Em Monsaraz, 38 presépios em cerâmica reinventam a Natividade

De 1 de dezembro a 6 de janeiro de 2026, a vila medieval de Monsaraz recebe 38 presépios em cerâmica da coleção Cristóvam Dias, numa exposição que cruza tradição, memória e diversidade artística.

Na calma da vila muralhada de Monsaraz, a cena da Natividade surge multiplicada em dezenas de versões. Na Igreja de Santiago, abre ao público, de 1 de dezembro a 6 de janeiro de 2026, a exposição “Natividade. Presépios na Coleção Cristóvam Dias”, composta por 38 presépios em cerâmica pertencentes à Câmara Municipal de Matosinhos. A mostra pode ser visitada diariamente das 9h30 às 13h e das 14h às 17h.
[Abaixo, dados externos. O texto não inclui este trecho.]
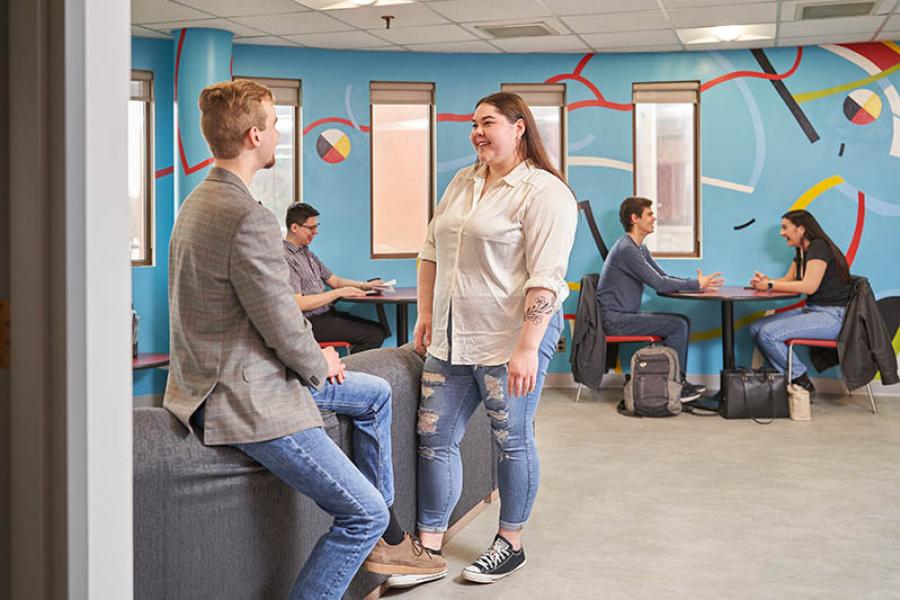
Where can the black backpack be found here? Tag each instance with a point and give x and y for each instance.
(654, 389)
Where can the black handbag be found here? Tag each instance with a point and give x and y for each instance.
(754, 394)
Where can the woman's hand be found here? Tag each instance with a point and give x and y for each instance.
(522, 370)
(349, 292)
(422, 333)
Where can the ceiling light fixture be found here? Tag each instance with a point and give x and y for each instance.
(727, 33)
(696, 36)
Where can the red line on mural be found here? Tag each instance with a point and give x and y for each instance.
(881, 55)
(755, 74)
(857, 233)
(454, 117)
(583, 63)
(314, 124)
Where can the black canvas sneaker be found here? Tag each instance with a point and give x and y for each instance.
(498, 561)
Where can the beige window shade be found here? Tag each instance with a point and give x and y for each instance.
(401, 92)
(666, 92)
(287, 92)
(402, 167)
(538, 94)
(142, 86)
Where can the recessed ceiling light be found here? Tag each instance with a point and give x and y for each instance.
(342, 4)
(728, 33)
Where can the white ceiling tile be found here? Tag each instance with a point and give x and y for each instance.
(612, 22)
(467, 11)
(730, 15)
(294, 23)
(670, 4)
(343, 39)
(435, 34)
(264, 40)
(623, 39)
(236, 28)
(478, 47)
(550, 43)
(841, 38)
(243, 8)
(586, 7)
(731, 45)
(386, 49)
(138, 31)
(830, 26)
(157, 11)
(405, 15)
(663, 48)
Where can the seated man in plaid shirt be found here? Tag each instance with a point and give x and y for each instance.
(309, 276)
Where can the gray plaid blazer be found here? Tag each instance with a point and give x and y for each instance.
(238, 341)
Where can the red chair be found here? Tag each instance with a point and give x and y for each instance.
(336, 345)
(623, 339)
(820, 344)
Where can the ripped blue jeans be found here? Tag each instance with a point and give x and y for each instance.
(450, 395)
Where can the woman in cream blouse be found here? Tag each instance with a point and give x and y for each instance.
(491, 285)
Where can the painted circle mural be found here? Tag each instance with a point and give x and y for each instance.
(862, 106)
(333, 146)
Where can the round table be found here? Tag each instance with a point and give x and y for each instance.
(728, 295)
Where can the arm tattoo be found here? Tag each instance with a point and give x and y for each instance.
(543, 305)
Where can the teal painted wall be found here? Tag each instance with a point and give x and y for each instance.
(756, 154)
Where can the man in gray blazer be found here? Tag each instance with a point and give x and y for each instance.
(243, 358)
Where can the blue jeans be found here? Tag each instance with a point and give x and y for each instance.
(311, 463)
(816, 322)
(673, 328)
(450, 395)
(367, 400)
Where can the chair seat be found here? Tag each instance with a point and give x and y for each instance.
(624, 339)
(334, 345)
(812, 342)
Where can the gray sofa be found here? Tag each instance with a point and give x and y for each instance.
(211, 523)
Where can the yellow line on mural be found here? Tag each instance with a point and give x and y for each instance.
(809, 96)
(814, 192)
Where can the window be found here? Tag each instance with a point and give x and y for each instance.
(402, 138)
(667, 163)
(140, 167)
(547, 102)
(279, 187)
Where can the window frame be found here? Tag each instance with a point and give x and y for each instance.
(149, 174)
(541, 94)
(669, 92)
(411, 87)
(283, 83)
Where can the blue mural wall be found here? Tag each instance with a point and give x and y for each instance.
(833, 144)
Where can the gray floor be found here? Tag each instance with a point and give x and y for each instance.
(699, 507)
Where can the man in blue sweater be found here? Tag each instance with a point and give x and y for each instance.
(628, 267)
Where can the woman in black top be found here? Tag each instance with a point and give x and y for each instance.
(820, 271)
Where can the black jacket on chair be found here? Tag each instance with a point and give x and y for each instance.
(864, 344)
(590, 356)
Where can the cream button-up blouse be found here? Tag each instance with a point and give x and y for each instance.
(489, 251)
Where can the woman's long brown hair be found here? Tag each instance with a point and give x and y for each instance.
(513, 107)
(814, 231)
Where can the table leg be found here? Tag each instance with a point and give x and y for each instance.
(727, 334)
(382, 319)
(402, 323)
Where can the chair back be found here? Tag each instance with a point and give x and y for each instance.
(585, 207)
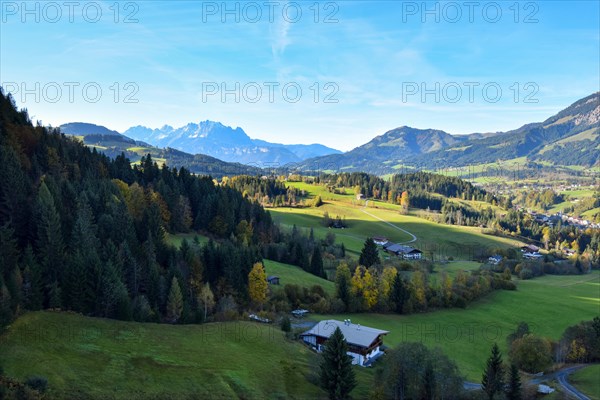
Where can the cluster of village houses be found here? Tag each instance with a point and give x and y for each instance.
(530, 252)
(553, 219)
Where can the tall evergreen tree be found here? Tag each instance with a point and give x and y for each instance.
(493, 376)
(342, 283)
(514, 390)
(399, 294)
(337, 375)
(174, 302)
(50, 243)
(369, 254)
(429, 382)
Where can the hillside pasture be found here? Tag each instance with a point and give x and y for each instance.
(549, 304)
(85, 357)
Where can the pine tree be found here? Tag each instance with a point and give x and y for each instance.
(337, 375)
(49, 244)
(286, 324)
(399, 294)
(493, 376)
(369, 254)
(207, 298)
(342, 283)
(514, 391)
(174, 302)
(429, 382)
(316, 262)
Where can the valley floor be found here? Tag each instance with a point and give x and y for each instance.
(112, 359)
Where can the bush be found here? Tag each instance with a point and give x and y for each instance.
(525, 274)
(531, 353)
(38, 383)
(286, 325)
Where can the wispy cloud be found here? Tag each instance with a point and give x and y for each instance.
(279, 36)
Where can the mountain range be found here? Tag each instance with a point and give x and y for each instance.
(112, 143)
(226, 143)
(569, 138)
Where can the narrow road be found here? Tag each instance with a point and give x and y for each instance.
(414, 238)
(560, 375)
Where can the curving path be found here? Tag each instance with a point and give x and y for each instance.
(413, 237)
(561, 376)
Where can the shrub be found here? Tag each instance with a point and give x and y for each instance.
(38, 383)
(286, 325)
(525, 274)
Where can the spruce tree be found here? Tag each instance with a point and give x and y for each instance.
(399, 294)
(337, 375)
(49, 243)
(369, 254)
(513, 391)
(429, 382)
(493, 376)
(342, 283)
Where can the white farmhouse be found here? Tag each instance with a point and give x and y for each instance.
(364, 343)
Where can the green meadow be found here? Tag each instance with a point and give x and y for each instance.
(85, 357)
(548, 304)
(290, 274)
(587, 381)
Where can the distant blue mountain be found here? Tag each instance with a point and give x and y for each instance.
(226, 143)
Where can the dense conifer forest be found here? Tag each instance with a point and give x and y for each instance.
(82, 232)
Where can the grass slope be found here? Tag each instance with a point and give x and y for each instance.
(295, 275)
(102, 359)
(587, 380)
(548, 304)
(435, 240)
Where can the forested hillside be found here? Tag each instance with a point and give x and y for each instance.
(83, 232)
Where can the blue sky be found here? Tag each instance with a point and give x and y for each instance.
(374, 58)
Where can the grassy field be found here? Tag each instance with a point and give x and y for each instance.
(548, 304)
(587, 380)
(112, 359)
(295, 275)
(437, 241)
(123, 360)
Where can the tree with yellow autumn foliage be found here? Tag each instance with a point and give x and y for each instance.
(257, 284)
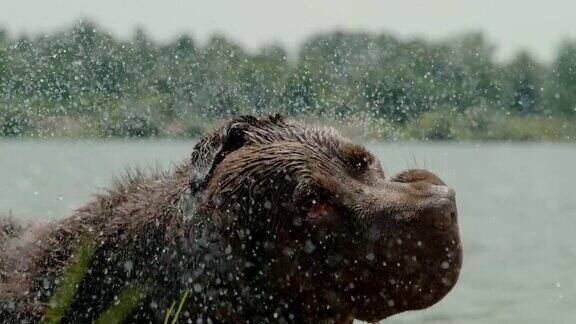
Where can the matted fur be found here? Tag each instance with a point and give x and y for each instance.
(269, 221)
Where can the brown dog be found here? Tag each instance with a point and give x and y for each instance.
(270, 221)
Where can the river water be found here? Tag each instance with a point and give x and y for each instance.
(516, 202)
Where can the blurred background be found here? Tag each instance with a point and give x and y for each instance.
(481, 92)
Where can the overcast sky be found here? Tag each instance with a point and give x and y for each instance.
(535, 25)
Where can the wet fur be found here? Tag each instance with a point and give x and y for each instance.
(231, 233)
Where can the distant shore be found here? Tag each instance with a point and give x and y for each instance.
(469, 126)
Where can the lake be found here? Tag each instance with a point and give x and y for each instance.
(516, 203)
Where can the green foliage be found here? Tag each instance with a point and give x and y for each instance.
(128, 299)
(137, 87)
(72, 276)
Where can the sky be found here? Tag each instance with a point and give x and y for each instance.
(534, 25)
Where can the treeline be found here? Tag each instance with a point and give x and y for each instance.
(85, 82)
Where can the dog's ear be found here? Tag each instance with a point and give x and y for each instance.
(212, 149)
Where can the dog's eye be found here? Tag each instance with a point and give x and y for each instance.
(356, 157)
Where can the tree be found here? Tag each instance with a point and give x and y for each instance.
(523, 77)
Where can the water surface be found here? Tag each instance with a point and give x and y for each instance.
(517, 207)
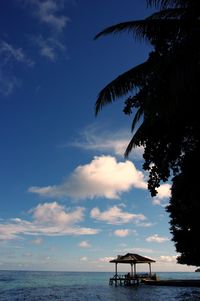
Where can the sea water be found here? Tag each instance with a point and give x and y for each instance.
(88, 286)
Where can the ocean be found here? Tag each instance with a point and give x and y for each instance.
(88, 286)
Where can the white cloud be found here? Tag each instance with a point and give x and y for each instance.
(37, 241)
(94, 138)
(8, 83)
(8, 56)
(106, 259)
(48, 12)
(84, 258)
(8, 52)
(48, 47)
(102, 177)
(156, 238)
(122, 232)
(84, 244)
(116, 216)
(163, 195)
(167, 258)
(49, 219)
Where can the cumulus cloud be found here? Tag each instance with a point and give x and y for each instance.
(122, 232)
(48, 47)
(167, 258)
(9, 56)
(37, 241)
(156, 238)
(49, 219)
(84, 258)
(84, 244)
(106, 259)
(163, 195)
(10, 53)
(49, 12)
(102, 177)
(116, 216)
(95, 139)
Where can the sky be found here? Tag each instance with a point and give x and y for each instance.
(69, 201)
As peças expostas fazem parte do espólio do fotógrafo José Cristóvam Dias (1931-2014), formado por cerca de três mil peças de louça utilitária e figurado, doadas à autarquia pelos descendentes do colecionador. A partir desse conjunto vasto, a exposição em Monsaraz propõe um olhar concentrado sobre a Natividade, reunindo presépios de carácter clássico, naïf, minimalista, grotesco ou caricatural.

O percurso expositivo evidencia também a geografia desta tradição. Os presépios em cerâmica chegam de vários centros oleiros portugueses, como Estremoz, Évora, Barcelos, Famalicão, Santo Tirso, Bisalhães, Bragança e Caldas da Rainha, mas incluem igualmente exemplares provenientes do Brasil, México, Peru e China. Esta combinação de origens sublinha a dimensão plural e internacional da coleção, onde a mesma cena bíblica é interpretada por diferentes mãos, sotaques e imaginários.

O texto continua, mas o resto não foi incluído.